Although the realities do indeed include living standards supported by financial subsidies from London, we should not assume that this will be decisive. Scotland’s economy is quite strong, with per capita GDP at close to the UK average. There is little doubt that Scotland could emerge as an economically successful nation rather like Denmark.
Subsidies are not necessary to bring Scots up to English living standards but rather have allowed Scottish living standards, and especially public services, to be better than in England and higher than their own resources would allow. ONS data shows that Scottish living standards are well above the English average and close to those of London once house price differences are taken into account. Scots may be willing to settle for a degree of austerity in return for independence, and with post-independence living standards at something close to the English average, their lot could be acceptable.
So, what is the case for the union? The core case is that three-hundred years of successful union should not be lightly tossed aside. The UK has been a force for good in the world through this period and can continue to fill this role. As a nuclear power with a seat on the UN Security Council and at the centre of a multi-racial Commonwealth of nations, its global reach is immense.

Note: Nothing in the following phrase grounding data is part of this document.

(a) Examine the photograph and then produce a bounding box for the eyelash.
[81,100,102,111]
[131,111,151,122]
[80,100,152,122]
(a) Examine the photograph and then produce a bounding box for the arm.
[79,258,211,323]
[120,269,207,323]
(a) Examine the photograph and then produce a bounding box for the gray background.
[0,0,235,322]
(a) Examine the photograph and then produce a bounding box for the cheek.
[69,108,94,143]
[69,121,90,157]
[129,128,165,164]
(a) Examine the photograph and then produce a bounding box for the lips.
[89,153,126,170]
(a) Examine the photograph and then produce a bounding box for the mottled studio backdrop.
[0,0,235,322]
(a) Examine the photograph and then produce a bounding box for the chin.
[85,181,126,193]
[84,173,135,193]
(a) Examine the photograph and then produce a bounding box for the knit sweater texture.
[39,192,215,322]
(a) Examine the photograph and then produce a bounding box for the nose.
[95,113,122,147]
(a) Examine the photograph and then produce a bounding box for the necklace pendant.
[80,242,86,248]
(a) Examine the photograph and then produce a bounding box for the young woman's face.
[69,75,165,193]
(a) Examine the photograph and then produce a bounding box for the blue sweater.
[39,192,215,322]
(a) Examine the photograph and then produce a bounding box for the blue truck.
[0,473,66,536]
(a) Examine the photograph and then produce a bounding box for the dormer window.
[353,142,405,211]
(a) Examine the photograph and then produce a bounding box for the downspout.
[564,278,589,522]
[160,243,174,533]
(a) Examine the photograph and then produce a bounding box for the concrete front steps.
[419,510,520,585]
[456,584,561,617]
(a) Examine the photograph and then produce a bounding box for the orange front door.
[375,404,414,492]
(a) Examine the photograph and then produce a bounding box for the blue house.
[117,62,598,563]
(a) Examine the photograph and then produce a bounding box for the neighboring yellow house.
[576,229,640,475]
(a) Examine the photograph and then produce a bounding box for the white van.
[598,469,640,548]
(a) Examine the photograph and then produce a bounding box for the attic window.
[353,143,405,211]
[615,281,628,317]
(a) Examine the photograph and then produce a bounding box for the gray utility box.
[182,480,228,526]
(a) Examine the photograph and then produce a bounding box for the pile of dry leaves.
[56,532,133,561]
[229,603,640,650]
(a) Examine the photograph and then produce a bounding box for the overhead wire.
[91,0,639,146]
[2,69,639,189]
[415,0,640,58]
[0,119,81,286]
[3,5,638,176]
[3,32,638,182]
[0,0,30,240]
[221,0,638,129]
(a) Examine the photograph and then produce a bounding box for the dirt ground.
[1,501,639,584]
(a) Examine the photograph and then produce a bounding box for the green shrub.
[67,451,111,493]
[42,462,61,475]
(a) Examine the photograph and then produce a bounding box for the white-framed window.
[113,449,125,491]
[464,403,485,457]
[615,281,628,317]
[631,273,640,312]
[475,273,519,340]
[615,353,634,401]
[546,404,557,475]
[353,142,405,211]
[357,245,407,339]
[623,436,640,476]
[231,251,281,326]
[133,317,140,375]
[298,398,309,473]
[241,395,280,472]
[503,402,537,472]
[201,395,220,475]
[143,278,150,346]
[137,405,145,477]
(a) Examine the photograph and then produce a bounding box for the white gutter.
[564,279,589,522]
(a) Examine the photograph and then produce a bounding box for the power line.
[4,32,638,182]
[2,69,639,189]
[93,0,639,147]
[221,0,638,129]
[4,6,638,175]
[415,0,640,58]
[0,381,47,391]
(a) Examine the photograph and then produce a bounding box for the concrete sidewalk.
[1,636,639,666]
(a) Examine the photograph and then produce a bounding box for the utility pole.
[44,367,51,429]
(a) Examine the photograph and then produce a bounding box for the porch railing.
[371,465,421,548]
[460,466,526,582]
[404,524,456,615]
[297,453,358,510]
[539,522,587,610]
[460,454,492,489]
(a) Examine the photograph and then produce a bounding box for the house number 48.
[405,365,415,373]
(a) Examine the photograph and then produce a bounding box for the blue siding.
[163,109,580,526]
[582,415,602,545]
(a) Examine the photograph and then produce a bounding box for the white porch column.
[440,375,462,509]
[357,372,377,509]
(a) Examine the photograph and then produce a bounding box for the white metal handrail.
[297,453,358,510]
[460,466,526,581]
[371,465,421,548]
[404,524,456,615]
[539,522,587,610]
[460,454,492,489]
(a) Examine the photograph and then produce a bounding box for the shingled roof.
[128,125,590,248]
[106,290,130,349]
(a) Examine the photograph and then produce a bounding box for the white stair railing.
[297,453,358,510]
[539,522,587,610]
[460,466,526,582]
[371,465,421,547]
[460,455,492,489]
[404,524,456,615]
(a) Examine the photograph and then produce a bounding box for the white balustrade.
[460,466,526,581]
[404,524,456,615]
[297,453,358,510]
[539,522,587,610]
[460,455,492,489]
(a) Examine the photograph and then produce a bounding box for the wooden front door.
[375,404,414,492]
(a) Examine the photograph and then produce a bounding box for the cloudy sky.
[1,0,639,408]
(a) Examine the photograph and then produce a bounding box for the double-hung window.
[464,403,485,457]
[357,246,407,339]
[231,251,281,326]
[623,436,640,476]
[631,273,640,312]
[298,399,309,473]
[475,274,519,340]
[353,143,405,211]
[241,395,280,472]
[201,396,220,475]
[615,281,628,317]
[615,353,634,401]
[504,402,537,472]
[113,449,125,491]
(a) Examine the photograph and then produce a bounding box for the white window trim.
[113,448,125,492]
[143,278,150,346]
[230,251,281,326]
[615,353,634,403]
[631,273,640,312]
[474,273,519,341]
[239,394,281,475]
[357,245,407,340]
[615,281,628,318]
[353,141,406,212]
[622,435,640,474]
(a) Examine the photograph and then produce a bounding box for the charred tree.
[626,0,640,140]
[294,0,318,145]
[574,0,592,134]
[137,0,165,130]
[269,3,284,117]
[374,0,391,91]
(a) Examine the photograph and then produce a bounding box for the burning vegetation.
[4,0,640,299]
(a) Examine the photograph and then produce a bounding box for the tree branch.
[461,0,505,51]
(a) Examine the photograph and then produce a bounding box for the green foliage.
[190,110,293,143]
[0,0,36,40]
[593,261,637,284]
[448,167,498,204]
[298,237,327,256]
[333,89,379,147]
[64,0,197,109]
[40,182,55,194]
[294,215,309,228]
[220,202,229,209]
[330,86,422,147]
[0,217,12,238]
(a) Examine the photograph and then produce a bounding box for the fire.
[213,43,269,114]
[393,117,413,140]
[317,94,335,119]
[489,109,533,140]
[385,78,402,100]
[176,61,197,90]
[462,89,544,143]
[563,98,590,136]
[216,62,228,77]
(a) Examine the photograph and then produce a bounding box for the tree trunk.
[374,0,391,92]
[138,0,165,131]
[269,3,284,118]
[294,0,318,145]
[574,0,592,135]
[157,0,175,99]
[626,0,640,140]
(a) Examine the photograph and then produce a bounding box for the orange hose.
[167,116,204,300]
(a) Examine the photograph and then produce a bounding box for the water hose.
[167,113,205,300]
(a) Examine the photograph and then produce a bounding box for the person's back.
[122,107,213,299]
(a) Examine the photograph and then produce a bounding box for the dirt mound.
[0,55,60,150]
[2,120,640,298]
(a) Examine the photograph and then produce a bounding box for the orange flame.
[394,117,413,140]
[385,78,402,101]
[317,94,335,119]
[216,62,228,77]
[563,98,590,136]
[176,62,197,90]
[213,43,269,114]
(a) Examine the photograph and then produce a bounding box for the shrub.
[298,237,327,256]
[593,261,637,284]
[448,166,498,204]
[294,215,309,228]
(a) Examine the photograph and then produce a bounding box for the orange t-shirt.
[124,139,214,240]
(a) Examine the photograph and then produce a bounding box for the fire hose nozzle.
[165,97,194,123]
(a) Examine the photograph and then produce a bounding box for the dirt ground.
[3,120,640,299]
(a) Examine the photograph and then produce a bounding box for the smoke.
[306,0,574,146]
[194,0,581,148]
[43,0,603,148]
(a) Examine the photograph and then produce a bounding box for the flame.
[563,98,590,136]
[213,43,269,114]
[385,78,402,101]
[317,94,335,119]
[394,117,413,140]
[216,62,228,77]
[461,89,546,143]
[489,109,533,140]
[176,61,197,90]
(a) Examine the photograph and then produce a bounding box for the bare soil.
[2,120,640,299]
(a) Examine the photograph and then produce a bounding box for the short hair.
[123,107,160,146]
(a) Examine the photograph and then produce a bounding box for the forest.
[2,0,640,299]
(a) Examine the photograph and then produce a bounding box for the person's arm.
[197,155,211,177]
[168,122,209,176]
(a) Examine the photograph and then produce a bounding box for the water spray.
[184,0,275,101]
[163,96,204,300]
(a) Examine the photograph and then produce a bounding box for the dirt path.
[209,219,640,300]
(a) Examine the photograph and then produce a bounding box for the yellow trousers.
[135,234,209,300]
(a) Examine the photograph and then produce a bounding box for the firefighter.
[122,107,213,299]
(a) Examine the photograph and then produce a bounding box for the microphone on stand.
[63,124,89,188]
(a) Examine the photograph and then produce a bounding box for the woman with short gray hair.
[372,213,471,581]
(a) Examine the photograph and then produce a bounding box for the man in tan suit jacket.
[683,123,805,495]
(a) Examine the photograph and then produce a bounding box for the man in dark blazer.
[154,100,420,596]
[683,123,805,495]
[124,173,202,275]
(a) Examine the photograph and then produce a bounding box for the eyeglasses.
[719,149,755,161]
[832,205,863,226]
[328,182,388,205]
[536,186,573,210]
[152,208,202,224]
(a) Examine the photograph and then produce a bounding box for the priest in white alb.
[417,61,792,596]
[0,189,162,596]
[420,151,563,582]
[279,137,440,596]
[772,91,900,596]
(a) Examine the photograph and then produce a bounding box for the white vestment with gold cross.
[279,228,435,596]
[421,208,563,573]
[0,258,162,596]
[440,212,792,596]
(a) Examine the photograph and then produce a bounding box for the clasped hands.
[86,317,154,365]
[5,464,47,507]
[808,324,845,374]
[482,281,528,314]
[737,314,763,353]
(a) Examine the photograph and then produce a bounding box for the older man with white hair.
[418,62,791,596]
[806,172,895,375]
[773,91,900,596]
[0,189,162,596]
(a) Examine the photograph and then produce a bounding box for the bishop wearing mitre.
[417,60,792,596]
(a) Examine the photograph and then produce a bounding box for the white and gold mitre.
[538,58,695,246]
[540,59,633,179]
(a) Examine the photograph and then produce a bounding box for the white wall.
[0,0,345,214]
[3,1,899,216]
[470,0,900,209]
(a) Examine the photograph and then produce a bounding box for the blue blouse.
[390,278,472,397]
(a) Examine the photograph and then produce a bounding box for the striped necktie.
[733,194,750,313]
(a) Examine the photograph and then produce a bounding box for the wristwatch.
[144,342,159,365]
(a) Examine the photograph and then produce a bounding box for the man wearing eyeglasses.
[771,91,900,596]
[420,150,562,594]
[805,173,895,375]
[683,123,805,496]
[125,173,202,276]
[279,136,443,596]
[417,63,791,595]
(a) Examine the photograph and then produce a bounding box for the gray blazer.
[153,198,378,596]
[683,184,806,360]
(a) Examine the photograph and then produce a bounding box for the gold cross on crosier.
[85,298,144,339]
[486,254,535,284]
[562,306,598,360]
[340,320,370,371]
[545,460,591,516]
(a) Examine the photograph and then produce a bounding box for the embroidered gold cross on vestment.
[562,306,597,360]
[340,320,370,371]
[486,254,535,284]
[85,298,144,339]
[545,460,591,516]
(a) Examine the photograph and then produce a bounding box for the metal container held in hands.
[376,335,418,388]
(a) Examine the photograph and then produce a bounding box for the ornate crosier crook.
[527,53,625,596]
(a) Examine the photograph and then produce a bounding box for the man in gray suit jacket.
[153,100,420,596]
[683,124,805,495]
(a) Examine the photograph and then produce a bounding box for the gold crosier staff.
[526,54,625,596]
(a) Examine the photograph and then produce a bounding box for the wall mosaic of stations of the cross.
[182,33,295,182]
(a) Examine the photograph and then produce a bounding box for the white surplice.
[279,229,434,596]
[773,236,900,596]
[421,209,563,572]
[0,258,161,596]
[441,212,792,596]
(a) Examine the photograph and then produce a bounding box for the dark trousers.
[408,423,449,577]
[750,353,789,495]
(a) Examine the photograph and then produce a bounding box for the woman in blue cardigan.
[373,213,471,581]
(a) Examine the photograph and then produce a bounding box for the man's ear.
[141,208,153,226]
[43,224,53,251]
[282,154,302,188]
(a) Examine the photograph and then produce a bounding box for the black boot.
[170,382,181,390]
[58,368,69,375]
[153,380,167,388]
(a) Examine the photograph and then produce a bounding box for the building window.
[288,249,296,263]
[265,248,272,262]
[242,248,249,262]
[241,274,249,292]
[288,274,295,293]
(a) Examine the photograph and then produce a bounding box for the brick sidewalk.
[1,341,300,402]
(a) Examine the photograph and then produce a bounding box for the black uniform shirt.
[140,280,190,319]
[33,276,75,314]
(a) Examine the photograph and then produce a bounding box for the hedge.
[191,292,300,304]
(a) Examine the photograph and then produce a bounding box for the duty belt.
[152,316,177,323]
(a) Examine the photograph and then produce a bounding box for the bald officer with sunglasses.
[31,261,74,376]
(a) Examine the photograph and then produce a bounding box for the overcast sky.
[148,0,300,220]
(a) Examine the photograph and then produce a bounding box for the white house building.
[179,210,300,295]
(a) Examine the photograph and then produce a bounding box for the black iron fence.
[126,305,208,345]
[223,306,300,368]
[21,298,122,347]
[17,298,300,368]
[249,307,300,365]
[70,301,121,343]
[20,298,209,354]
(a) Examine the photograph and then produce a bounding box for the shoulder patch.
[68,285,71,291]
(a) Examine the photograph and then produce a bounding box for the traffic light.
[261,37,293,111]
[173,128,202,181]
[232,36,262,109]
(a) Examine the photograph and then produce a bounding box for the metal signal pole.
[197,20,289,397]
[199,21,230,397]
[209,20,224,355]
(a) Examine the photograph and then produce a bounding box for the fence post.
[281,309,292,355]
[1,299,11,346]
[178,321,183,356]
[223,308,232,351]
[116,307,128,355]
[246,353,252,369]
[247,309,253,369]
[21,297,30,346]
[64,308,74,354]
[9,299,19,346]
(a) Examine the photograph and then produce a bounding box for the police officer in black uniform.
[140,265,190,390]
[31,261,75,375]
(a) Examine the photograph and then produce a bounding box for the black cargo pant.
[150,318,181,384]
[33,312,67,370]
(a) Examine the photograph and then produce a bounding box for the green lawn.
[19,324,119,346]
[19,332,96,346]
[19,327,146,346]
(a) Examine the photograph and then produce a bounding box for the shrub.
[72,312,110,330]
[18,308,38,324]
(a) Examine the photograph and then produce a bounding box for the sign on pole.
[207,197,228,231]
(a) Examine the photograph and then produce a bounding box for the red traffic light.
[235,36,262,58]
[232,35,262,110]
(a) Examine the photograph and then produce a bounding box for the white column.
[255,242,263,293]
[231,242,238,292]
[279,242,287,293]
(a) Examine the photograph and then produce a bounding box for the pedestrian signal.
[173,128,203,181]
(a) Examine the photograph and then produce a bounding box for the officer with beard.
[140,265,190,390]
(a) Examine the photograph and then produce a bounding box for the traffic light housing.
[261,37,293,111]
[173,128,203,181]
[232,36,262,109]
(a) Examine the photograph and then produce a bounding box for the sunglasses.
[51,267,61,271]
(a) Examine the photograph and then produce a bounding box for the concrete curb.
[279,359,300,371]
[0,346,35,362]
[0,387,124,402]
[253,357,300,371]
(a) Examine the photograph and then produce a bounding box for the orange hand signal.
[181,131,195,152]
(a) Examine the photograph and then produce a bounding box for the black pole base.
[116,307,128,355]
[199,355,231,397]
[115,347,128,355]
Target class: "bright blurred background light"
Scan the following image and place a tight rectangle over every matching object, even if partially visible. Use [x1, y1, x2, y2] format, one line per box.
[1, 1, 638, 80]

The SNP’s alternative of a future inside the EU may yet backfire if the UK secures a satisfactory deal with the EU and demonstrates that, like Switzerland, Norway and Iceland, economic life outside the EU can be quite satisfactory. A slogan of ‘Give Back Control (to the EU)’ would hardly help the SNP. An EU border at Berwick would be a nuisance for everyone but especially the Scots.
The financial strength of the UK might not be decisive but is nonetheless a strong card which should be played vigorously. The Barnett Formula under which Scotland has received its subsidies since 1979 does little for the union since it leaves financial support largely invisible to voters. It needs to be quickly replaced by a UK Cohesion Fund. Public funds should be initially allocated on a simple basis pro-rata to population. This would leave Scotland, Wales and Northern Ireland well short of what they currently receive, and the difference should be made up from a cohesion fund which makes it fully clear what money is coming from where. We need not go as far as putting Union Jacks on new roads or buildings, but the message would be clear.
Finally, although it is dreadfully late in the day, efforts should be made to contest Scottish beliefs about their own history. Like the Irish, the core of national identity is built upon beliefs about a successful resistance to English attempts at dominance, in the Scottish case most notably at Bannockburn.
The real story, as in Ireland, is not of attack from the English but by French-speaking Normans who, having overrun England, expanded further into Wales. Ireland and Scotland as well as Southern Europe and the Middle East. Scots’ resistance was helped by bringing in their own Norman barons, including the Le Brus and Balliol families, and unifying their own diverse ethnic groups under William Wallach (William the Welshman).
Even so, this would not have worked without the Great Famine, the Black Death and the Hundred Years War to deter the Norman descendants. Independence from then on was then a largely sad story of poverty, feudal dominance and dissension, until the Scots flowered magnificently within the British Empire.
David Starkey’s description of pre-union Scotland as a “benighted hellhole” might be too strong but is reminder of why the union was so positive for the Scots
Having tied themselves to an England on the up, Scots are tempted to jump ship from what they see as English decline. The best tactic is to persuade and demonstrate that a post-Brexit UK has a bright future, remaining a force for good in a troubled world. This needs to be a national effort involving historians, economists and many others. If we leave the task to Johnsonian bluster, we can expect the worst.